Une expo à Anvers dévoile l’univers fantasque de Pauline Curnier Jardin


« Cher public », commence Pauline Curnier Jardin (née en 1980) dans une lettre manuscrite distribuée à l’entrée de l’exposition. Longue de trois pages, celle-ci retrace en quelques mots son parcours, racontant sa famille (sa grand-mère institutrice, sa mère psychanalyste, son père poète, ses aïeux « héros » et « héroïnes de l’ombre »), sa maternité (« Fini le temps de faire l’artiste, comme on dit en italien, fini le temps de jouer à souffler sur la vie, à proclamer l’oisiveté ») et son rapport à l’art, qu’elle vit principalement par ces « associations » qui ont donné son titre à cette rétrospective proposée par le M HKA.

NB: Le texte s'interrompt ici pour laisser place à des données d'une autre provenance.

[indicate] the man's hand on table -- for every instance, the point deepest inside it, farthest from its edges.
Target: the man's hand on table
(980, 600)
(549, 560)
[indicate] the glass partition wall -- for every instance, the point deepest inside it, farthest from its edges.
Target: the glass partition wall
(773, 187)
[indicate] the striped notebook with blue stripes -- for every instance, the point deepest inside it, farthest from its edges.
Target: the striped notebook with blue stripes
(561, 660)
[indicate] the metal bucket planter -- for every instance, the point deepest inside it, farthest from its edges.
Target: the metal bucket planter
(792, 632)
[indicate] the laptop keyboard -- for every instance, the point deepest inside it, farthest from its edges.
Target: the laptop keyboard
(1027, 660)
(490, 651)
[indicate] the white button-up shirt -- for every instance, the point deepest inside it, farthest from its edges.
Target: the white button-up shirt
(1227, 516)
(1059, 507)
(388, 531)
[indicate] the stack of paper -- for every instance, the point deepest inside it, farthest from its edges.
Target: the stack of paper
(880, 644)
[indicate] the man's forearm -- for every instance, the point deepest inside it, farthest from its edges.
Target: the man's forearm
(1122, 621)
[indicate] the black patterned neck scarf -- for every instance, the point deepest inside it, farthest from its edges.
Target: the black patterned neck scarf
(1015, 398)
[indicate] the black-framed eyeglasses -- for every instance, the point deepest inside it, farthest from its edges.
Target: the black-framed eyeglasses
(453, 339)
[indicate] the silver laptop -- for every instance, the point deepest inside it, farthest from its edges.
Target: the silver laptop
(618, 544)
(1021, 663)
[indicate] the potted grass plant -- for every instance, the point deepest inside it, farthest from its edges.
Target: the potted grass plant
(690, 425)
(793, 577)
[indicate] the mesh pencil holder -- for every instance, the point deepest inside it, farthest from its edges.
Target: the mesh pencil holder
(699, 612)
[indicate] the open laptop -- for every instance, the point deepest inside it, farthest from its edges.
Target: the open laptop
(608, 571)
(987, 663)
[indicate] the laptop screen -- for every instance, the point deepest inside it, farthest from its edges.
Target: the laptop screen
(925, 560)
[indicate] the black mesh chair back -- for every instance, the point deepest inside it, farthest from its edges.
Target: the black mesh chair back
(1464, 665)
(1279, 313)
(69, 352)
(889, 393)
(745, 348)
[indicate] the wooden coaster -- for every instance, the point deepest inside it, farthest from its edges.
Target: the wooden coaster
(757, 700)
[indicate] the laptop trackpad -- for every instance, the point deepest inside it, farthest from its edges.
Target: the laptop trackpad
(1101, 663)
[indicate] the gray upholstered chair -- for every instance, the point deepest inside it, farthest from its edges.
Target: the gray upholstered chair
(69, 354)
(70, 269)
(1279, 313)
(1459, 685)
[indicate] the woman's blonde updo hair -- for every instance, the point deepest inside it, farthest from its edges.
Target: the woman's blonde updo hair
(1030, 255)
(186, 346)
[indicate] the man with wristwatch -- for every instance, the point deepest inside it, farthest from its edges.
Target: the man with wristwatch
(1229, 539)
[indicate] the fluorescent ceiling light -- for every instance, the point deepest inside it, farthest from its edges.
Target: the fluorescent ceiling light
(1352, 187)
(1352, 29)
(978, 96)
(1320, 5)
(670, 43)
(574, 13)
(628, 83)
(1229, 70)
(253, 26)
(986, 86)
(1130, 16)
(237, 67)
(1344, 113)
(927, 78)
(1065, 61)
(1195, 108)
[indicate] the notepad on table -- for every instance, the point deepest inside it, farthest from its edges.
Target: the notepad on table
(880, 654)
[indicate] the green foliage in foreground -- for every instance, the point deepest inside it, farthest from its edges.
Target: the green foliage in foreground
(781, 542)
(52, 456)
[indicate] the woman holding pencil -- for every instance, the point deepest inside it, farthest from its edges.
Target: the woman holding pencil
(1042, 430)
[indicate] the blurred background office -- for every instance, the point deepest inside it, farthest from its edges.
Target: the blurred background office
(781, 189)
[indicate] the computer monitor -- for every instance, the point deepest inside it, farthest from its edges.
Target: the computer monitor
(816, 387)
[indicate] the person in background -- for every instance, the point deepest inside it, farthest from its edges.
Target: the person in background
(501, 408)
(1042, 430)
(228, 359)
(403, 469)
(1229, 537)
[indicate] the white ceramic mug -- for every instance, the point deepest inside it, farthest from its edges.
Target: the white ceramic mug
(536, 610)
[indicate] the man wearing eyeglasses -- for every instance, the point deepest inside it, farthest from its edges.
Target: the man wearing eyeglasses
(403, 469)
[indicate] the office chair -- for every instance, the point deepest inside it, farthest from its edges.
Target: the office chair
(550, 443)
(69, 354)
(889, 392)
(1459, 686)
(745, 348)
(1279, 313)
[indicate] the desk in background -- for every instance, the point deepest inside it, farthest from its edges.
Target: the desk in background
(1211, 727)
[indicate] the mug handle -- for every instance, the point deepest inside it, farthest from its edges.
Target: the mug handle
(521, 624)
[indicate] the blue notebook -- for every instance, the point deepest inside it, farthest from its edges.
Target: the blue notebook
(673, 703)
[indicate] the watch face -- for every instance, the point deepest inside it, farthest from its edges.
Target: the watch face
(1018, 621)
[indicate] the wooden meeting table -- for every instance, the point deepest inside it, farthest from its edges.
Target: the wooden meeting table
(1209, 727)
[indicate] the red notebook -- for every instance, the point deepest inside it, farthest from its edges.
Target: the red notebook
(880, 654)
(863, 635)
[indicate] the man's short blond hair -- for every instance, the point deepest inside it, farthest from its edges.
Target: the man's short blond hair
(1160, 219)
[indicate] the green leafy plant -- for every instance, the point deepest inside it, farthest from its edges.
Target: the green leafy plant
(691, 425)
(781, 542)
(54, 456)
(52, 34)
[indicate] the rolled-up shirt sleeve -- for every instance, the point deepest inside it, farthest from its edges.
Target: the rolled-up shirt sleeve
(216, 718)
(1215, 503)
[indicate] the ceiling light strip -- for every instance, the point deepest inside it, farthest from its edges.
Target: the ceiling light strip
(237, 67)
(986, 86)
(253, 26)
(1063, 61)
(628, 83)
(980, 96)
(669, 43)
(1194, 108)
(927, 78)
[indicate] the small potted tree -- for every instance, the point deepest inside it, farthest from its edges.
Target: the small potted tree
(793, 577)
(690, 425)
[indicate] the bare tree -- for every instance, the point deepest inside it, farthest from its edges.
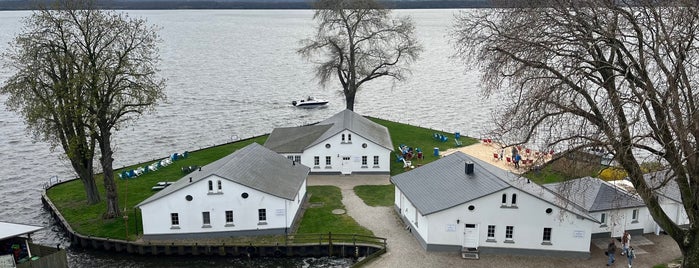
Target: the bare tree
(119, 58)
(110, 63)
(358, 41)
(607, 74)
(46, 90)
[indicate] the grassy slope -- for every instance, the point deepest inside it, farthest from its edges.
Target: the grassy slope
(87, 219)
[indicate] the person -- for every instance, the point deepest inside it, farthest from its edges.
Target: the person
(611, 250)
(625, 242)
(630, 255)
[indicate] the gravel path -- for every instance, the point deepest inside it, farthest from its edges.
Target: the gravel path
(404, 251)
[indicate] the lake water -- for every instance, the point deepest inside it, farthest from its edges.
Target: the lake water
(233, 74)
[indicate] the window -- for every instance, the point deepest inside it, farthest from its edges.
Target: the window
(262, 214)
(295, 158)
(229, 217)
(206, 218)
(603, 219)
(509, 230)
(175, 219)
(547, 235)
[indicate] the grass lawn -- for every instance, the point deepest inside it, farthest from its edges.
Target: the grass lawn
(319, 218)
(87, 219)
(418, 137)
(376, 195)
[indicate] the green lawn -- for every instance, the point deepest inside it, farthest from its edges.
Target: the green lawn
(376, 195)
(87, 219)
(418, 137)
(319, 218)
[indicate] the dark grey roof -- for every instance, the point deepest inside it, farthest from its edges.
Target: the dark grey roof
(444, 184)
(297, 139)
(253, 166)
(294, 139)
(356, 123)
(670, 190)
(593, 194)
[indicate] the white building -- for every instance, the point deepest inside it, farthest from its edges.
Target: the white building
(460, 203)
(345, 143)
(253, 191)
(616, 209)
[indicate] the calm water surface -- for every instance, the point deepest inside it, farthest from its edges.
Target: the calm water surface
(233, 74)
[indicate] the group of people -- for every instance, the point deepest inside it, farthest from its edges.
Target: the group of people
(626, 249)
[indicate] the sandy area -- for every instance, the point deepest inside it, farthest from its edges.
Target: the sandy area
(404, 250)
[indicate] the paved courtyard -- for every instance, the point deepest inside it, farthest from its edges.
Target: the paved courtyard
(404, 250)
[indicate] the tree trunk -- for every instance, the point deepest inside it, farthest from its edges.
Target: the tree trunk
(91, 191)
(108, 173)
(349, 98)
(690, 249)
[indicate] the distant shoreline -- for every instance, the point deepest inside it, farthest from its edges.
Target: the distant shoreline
(232, 4)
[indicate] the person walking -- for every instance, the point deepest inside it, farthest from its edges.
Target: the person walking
(611, 250)
(625, 243)
(630, 255)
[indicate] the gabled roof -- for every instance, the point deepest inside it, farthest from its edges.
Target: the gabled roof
(252, 166)
(593, 194)
(444, 184)
(670, 190)
(8, 229)
(297, 139)
(294, 139)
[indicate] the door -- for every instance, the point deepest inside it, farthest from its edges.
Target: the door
(618, 221)
(346, 168)
(470, 236)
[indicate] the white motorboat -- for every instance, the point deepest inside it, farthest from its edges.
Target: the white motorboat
(310, 102)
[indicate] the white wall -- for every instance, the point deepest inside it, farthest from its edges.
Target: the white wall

Car si son nom est bien seul en haut de l’affiche, Pauline Curnier Jardin aime depuis toujours à travailler avec d’autres, nous explique la commissaire Anne-Claire Schmitz, et de nombreuses œuvres du parcours ont été créées à plusieurs. D’ailleurs dès la première présentée, intitulée Les Mystères de la création sans les mains (2012) : pour cette sculpture qui reprend la forme traditionnelle d’une crèche napolitaine, l’artiste a sollicité un artisan spécialisé du nom de Fabio Paolella.